Ответа не последовало. Лишь кустистая непородная травка на крепеньком уже холмике шевельнулась слегка ответным эхом на мой глупый, обычный в подобных местах-обстоятельствах вопрос.
«Ну что, Коля, - продолжал я, не успокаиваясь. - Блаженны нищие духом, ибо сохранят душу в услужении и не у Бога? А заклятые непримиримо враги, буде благородны, снищут равное небесное благорасположение?
А если не шибко все-таки благородны враги и не так-то нищи нищие?

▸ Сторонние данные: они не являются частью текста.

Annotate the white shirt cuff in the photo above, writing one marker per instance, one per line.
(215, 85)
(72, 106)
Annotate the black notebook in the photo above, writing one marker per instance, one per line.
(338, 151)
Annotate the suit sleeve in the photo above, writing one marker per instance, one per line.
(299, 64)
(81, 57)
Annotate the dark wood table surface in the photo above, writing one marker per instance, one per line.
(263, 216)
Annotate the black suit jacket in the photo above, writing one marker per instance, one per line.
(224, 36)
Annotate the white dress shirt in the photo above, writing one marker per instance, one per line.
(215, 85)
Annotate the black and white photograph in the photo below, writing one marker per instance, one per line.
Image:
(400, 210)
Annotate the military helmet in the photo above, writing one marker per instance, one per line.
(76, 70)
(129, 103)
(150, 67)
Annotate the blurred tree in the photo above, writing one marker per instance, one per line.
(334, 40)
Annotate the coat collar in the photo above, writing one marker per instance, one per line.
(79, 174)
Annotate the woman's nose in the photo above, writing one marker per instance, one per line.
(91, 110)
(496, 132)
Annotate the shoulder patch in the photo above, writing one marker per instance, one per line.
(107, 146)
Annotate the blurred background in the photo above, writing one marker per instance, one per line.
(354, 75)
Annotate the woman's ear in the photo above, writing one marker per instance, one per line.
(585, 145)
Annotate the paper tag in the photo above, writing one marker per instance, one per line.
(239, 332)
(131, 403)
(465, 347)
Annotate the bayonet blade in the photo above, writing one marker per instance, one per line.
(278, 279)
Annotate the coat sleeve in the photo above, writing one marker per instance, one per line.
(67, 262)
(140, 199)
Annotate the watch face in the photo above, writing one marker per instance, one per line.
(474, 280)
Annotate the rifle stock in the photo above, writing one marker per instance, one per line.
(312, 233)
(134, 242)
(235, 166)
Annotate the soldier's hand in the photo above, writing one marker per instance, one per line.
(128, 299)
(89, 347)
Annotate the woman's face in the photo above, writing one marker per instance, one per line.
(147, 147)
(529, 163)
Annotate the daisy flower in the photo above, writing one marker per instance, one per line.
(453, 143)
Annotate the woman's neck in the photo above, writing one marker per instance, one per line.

Тогда?»
Многое можно было навертеть в том же духе и том же ряду, но хотя сам Илпатеев, как слышно, полагал, что только отвечая раз за разом на все, сколько бы их ни возникло, вопросы, и можно в конце концов выбраться из всеобщей нашей Ямы, коли отвечать д о б р о с о в е с т н о, я, грешный человек, вместо мудрствования («Не мудрствуй слишком и не говори всей правды…») вытащил из наплечной сумы бутылку «Аналузайской долины», любимое винцо вождя, качнувшего смуглым паханским пальцем нашу с Илпатеевым колыбель, и, как истый представитель доподлинного психологического мастурбантства, романтически мастурбантски выпил за помин души безответного моего соавтора.
Мир праху твоему, Илпатеев! Не мне судить тебя, дорогой, ну да не мне, слава Богу, и оправдывать.
Слишком много знакомых фамилий читается что-то на косых и прямоугольных памятниках из мраморной крошки на этом кладбище… Слишком тесно сгрудились могилы, огороженные железными прутьями в одной на всех дешевой краске серебрянке этой.
Шел, сеялся осенний мелкий дождичек из той самой шаляпинской песни. Розово-прозрачные капли, позадержавшись сколь положено на гранях стограммового моего стаканчика, скатывались поодиночке на землю.
Странно, думалось мне, теперь, когда я узнал, кажется, Илпатеева в той именно мере, в какой это возможно для другого человека и брал даже на себя смелость ставить заплаты в текст и добавлять запятые, мне, как, если помните, когда-то Маше Резниковой, ответ о причине его смерти тоже сделался в сущности безразличен.
«Смерть придет - причину найдет!» Неплохая поговорка. Ну а стало быть, не все ли равно, что за инструмент или метод использовала та сила, коей в невежественной дерзости своей бросил Николай Илпатеев нечто наподобие вызова?
Я уходил.
Стаканчик, авось да пригодится кому еще, я поставил сбоку у памятника, а пустую бутылку забрал с собой, - по дороге, порешил я, выброшу потом в одну из мусорных кладбищенских куч.